Sur la régularité du jugement :

2. Il ne résulte pas de l'instruction que les premiers juges, qui n'étaient pas tenus de se prononcer sur l'ensemble des arguments développés par les parties, auraient insuffisamment répondu aux moyens dont ils étaient saisis. Par suite, le moyen du centre hospitalier Jura Sud de Lons-le-Saunier tiré de ce que le jugement de première instance serait entaché d'irrégularité en raison d'un défaut de motivation ne peut qu'être écarté.

Sur le bien-fondé du jugement :

En ce qui concerne la responsabilité du centre hospitalier Jura Sud de Lons-le-Saunier :

3. En premier lieu, le centre hospitalier Jura Sud de Lons-le-Saunier fait valoir que, en application des stipulations de l'article 7 d'une convention relative à la prise en charge des personnes admises aux urgences psychiatriques et à la psychiatrie de liaison au centre hospitalier de Lons-le-Saunier, qu'il a conclue le 19 mai 2011 avec le centre hospitalier spécialisé Saint-Ylie Jura de Dôle, un praticien hospitalier et du personnel infirmier ont été mis à disposition auprès de son service d'accueil et d'urgences psychiatriques par cet établissement, lequel en assure la responsabilité, tant en ce qui concerne la responsabilité civile que la garantie des accidents du travail. Toutefois, il résulte de l'instruction que les consorts D... et les époux A... recherchent, non pas la responsabilité civile du personnel médical et infirmier concerné, mais celle du centre hospitalier Jura Sud de Lons-le-Saunier en raison d'une défaillance dans l'organisation et le fonctionnement du service dont il a la charge. Par suite et alors qu'il n'est pas démontré que le défaut de surveillance à l'origine du suicide de Mme D... serait imputable à un ou plusieurs agents du centre hospitalier spécialisé Saint-Ylie Jura de Dôle, c'est à bon droit que les premiers juges ont estimé que les demandeurs avaient correctement dirigé leur action indemnitaire.
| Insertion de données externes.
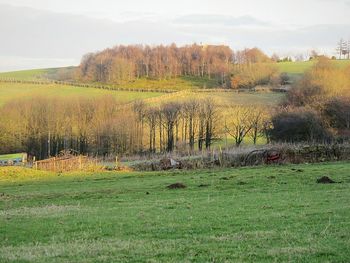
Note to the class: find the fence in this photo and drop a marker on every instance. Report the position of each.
(63, 164)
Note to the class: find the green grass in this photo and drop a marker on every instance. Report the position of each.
(265, 214)
(11, 156)
(11, 91)
(296, 69)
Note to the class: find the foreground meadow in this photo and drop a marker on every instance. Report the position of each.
(266, 214)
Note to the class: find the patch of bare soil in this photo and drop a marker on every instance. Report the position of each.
(176, 186)
(225, 178)
(325, 180)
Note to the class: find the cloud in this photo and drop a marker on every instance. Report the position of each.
(49, 39)
(214, 19)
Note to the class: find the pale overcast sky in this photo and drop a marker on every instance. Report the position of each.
(50, 33)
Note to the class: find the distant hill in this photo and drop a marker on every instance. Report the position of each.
(296, 69)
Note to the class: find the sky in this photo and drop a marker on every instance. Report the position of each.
(55, 33)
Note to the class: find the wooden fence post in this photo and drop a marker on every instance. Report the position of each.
(80, 166)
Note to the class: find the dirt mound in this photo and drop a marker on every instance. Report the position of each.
(176, 186)
(325, 180)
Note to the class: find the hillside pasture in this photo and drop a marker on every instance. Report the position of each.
(11, 91)
(265, 214)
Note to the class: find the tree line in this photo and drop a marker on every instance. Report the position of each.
(317, 108)
(121, 64)
(43, 127)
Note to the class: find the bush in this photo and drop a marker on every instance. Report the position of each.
(298, 125)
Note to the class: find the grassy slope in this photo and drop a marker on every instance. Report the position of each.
(266, 214)
(33, 74)
(10, 156)
(10, 91)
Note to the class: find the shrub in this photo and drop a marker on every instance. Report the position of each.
(298, 125)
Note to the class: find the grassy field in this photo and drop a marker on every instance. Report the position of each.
(10, 91)
(33, 74)
(266, 214)
(181, 83)
(10, 156)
4. En second lieu, aux termes du premier alinéa du premier paragraphe de l'article L. 1142-1 du même code : " Hors le cas où leur responsabilité est encourue en raison d'un défaut d'un produit de santé, les professionnels de santé mentionnés à la quatrième partie du présent code, ainsi que tout établissement, service ou organisme dans lesquels sont réalisés des actes individuels de prévention, de diagnostic ou de soins ne sont responsables des conséquences dommageables d'actes de prévention, de diagnostic ou de soins qu'en cas de faute. ". Aux termes du premier alinéa de l'article L. 6111-1 du code de la santé publique : " Les établissements de santé publics (...) assurent, dans les conditions prévues au présent code, en tenant compte de la singularité et des aspects psychologiques des personnes, le diagnostic, la surveillance et le traitement des malades (...). ".
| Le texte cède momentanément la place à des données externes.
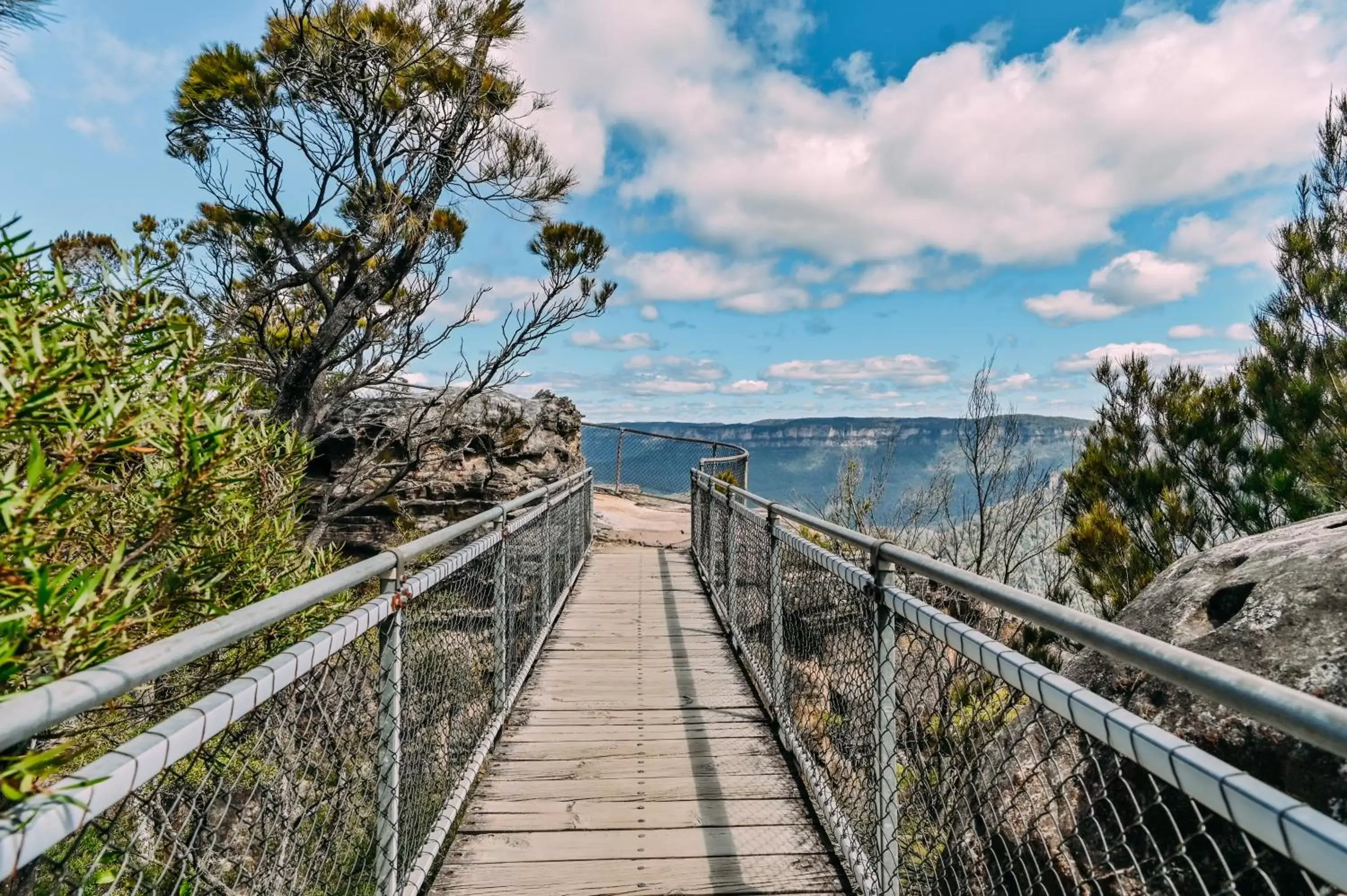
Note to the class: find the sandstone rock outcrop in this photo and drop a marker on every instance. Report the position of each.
(499, 448)
(1273, 604)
5. Pour établir l'existence d'une faute dans l'organisation du service hospitalier au titre du défaut de surveillance d'un patient atteint d'une pathologie psychiatrique, le juge doit notamment tenir compte, lorsque l'état de santé de ce patient fait courir le risque qu'il commette un acte agressif à son égard ou à l'égard d'autrui, non seulement de la pathologie en cause et du caractère effectivement prévisible d'un tel passage à l'acte, mais également du régime d'hospitalisation, libre ou sous contrainte, ainsi que des mesures que devait prendre le service, compte tenu de ses caractéristiques et des moyens dont il disposait.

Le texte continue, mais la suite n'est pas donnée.